Input: ["john@example.com", "jane@example.com", "john@example.com", "peter@example.com", "jane@example.com"]
Output: ["john@example.com", "jane@example.com", "peter@example.com"]
Explanation: The email "john@example.com" appears twice, and "jane@example.com" appears twice. After removing duplicates, we are left with three unique email addresses.
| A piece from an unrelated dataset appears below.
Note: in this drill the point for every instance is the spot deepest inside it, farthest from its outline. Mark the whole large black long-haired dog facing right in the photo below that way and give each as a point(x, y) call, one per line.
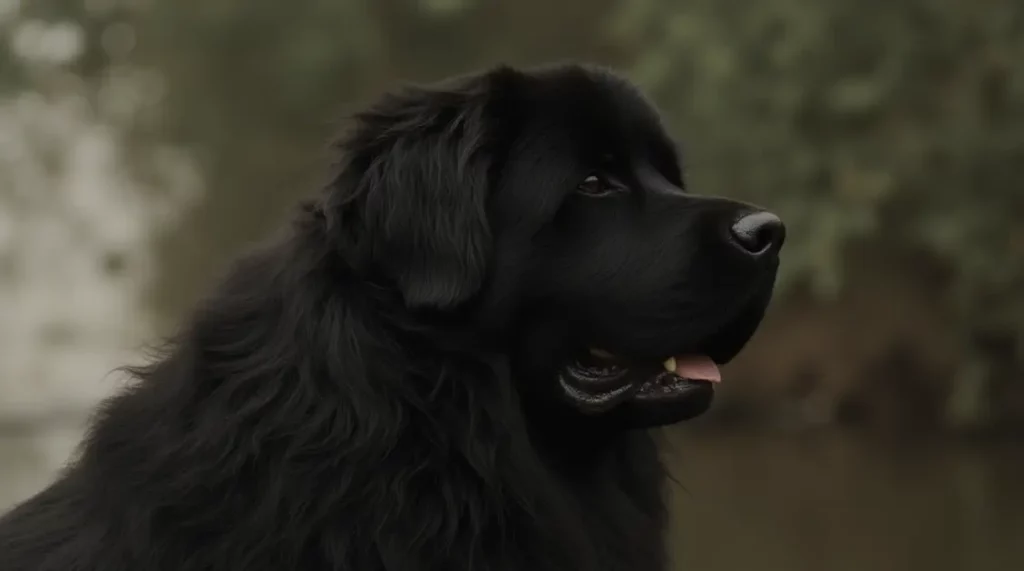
point(445, 365)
The order of the output can vary.

Example 2:

Input: ["test@domain.com", "Test@domain.com", "ANOTHER@domain.com"]
Output: ["test@domain.com", "another@domain.com"]
Explanation: "test@domain.com" and "Test@domain.com" are considered duplicates due to case insensitivity. "ANOTHER@domain.com" is unique, but its lowercase version is returned.

Example 3:

Input: []
Output: []
Explanation: An empty input list results in an empty output list.

Constraints

  • The input list will contain between 0 and 1000 email addresses.
  • Each email address will be a string with a length between 5 and 255 characters.
  • Email addresses will adhere to a generally valid format, focusing on the duplicate removal aspect rather than strict email validation.
  • The solution should be efficient, aiming for a time complexity that scales well with the number of emails.

Notes

  • Consider how you can efficiently keep track of emails you have already encountered.
  • Remember to handle case insensitivity correctly. You might want to normalize the emails before comparison or storage.
  • The order of emails in the output list is not specified, so you have flexibility in how you present the unique emails.